Adão de Souza
Ribeiro
Lá na roça, ao
romper do sol, era costume tomar um cafezinho, antes de rumar para a lavoura. Sentávamos
à beira do fogão à lenha, enquanto dona Quitéria, nossa mãe, despejava num
coador de pano, preso à mariquinha, água sobre o pó, enchendo o bule.
Embriagados pelo aroma que invadia toda a casa, conversamos demoradamente sobre
tudo. E riamos de nós mesmos, dos assuntos e das piadas de nossos irmãos. Tempo
bom aquele.
Serafim, nosso irmão mais velho,
tinha assunto para tudo. O tal do cafezinho era sempre acompanhado de um
quitute, carinhosamente feito por mamãe. Um bolo de fubá, uma mandioca frita na
manteiga, um cuscuz de carne seca, uma fatia de pão caseiro, reforçava o que
seria alimento até o meio dia, quando íamos almoçar lá na plantação de café. Uma
vida nada fácil, porém, muito feliz.
Enquanto era preparado e durante a
degustação, recordávamos das coisas cotidianas de nossa casa e da cidade, que
tanto amávamos encravada naquele sertão, sem tecnologia e esquecido do mundo.
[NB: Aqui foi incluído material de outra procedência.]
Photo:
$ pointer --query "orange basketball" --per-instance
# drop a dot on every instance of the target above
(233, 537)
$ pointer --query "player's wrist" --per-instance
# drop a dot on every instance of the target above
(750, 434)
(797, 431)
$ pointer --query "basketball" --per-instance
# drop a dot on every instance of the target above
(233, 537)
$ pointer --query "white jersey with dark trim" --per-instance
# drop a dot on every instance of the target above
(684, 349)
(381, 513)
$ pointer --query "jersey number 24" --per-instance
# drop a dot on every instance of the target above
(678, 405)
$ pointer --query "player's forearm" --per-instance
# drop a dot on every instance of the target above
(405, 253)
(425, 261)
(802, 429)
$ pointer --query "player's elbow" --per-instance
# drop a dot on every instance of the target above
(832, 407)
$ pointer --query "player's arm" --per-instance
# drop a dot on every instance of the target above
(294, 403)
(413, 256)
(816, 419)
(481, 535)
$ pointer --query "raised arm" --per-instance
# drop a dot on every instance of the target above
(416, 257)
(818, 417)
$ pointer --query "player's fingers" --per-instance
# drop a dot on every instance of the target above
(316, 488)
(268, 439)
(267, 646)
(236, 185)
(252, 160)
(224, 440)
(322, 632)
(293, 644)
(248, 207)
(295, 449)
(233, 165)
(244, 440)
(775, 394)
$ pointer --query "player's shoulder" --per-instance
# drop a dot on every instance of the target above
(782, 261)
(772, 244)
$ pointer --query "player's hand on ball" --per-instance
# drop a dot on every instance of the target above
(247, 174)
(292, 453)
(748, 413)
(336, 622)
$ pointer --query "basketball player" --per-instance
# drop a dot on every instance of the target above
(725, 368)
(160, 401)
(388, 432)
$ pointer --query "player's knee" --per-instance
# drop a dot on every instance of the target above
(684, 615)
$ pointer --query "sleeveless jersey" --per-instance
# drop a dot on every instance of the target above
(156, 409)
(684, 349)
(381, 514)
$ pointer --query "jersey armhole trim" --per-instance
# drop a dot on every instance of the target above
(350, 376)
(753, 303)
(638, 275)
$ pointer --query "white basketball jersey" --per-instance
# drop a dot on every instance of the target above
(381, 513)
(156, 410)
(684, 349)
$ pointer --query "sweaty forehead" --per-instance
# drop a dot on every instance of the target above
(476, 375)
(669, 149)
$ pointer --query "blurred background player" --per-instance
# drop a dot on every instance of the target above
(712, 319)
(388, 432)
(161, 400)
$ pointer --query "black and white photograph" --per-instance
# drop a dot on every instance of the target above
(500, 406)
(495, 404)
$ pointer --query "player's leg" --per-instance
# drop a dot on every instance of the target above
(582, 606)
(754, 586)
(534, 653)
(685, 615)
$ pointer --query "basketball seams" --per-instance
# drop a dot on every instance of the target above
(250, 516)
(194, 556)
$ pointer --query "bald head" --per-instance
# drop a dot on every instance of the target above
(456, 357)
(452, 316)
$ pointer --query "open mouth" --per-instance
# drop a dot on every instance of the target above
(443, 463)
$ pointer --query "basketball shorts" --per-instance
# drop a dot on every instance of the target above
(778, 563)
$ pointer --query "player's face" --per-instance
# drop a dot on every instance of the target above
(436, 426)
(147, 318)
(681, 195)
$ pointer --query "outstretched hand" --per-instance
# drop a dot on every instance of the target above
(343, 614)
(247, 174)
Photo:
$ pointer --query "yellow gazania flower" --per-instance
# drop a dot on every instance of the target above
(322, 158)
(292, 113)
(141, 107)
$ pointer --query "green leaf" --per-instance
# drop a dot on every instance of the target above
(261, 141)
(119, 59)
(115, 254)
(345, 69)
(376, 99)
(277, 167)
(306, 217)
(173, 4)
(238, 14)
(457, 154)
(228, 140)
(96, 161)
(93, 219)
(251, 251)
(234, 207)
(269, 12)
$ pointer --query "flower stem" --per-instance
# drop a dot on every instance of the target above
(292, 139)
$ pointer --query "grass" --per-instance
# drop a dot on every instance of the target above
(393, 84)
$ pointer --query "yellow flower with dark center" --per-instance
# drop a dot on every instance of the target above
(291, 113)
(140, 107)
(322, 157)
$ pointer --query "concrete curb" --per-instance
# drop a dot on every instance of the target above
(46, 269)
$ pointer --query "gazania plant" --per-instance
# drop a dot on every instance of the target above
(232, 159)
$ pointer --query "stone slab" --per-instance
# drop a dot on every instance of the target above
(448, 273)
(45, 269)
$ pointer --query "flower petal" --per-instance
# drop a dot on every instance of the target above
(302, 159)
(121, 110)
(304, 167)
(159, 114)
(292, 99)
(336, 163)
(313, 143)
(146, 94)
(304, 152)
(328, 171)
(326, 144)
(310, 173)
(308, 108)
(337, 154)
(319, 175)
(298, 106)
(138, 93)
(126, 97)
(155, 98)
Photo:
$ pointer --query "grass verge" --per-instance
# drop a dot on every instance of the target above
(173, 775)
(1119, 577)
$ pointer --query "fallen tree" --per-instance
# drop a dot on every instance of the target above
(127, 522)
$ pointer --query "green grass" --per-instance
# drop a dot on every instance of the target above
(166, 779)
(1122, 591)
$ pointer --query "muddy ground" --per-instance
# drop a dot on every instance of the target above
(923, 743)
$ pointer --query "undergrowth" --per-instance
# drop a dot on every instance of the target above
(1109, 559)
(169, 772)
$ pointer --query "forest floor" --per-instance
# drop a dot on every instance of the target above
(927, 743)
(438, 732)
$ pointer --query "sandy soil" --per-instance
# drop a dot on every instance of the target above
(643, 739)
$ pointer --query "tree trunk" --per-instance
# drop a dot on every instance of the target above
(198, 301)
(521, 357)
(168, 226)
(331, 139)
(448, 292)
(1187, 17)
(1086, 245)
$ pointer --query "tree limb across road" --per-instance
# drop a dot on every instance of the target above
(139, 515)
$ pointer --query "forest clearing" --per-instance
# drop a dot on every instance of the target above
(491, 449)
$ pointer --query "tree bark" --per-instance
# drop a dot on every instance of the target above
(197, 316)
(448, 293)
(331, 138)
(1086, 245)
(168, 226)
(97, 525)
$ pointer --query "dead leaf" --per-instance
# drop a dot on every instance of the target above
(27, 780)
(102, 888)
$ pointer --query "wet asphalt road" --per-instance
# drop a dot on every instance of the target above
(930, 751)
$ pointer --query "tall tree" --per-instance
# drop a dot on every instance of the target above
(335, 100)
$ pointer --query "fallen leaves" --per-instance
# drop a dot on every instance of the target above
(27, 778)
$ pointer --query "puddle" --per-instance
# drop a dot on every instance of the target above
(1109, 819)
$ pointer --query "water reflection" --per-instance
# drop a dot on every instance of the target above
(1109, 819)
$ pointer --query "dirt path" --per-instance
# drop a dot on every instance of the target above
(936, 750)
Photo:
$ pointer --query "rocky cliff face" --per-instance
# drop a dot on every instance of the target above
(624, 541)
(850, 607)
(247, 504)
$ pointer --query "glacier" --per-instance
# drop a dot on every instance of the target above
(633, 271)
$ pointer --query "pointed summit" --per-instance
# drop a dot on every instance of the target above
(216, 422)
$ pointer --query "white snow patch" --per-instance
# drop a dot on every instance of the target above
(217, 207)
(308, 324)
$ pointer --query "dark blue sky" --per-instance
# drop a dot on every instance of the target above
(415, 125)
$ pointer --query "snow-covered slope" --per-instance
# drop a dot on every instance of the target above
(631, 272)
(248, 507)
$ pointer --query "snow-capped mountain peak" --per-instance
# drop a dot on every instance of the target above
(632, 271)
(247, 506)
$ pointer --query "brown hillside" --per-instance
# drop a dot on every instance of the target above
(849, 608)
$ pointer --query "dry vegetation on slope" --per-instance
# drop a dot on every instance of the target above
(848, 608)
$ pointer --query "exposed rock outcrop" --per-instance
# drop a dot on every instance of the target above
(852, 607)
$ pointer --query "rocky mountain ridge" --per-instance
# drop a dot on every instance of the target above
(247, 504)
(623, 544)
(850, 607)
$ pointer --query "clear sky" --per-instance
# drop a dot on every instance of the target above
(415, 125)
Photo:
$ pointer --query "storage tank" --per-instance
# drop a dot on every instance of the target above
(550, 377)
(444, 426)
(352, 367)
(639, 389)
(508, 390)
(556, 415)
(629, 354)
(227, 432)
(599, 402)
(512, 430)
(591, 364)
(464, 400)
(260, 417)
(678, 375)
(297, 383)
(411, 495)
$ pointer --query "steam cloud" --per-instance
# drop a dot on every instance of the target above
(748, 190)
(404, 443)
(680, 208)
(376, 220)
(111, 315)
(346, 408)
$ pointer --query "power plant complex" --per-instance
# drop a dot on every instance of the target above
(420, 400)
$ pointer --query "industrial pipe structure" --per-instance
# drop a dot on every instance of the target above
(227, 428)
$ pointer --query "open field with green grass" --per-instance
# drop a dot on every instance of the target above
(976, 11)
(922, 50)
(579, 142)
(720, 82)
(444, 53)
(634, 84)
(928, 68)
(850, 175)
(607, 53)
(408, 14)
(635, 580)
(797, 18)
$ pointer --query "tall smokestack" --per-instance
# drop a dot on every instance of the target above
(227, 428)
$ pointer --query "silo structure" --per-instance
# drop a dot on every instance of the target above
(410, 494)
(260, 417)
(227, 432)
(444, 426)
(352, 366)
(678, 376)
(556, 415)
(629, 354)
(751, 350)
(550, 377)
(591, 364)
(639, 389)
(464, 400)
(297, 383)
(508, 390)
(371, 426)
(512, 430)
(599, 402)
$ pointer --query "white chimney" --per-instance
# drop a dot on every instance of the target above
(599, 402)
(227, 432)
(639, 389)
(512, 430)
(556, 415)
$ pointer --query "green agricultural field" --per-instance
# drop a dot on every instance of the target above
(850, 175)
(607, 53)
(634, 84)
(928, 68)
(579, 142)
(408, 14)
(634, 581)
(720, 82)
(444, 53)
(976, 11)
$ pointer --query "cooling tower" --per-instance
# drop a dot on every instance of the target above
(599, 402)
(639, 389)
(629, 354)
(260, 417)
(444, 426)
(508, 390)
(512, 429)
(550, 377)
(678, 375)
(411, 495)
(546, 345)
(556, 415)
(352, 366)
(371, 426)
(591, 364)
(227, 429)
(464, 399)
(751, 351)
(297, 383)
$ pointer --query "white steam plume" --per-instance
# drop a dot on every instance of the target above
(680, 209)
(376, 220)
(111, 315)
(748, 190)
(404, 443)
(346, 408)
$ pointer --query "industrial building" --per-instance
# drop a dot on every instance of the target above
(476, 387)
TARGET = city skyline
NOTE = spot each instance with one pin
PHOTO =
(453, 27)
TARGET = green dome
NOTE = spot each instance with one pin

Conhecíamos as mudanças climáticas e tempo de plantio, através das
manifestações da natureza, isto é, das mudanças da lua e das estações do ano. Não
havia aparelhos de precisão. Lembro-me que meus pais e meus avós, após olharem
para o céu ou ao interpretarem o vento, diziam “vai chover” ou “vai esfriar” e
não erravam nunca. Suas intuições, eram os aparelhos de precisão.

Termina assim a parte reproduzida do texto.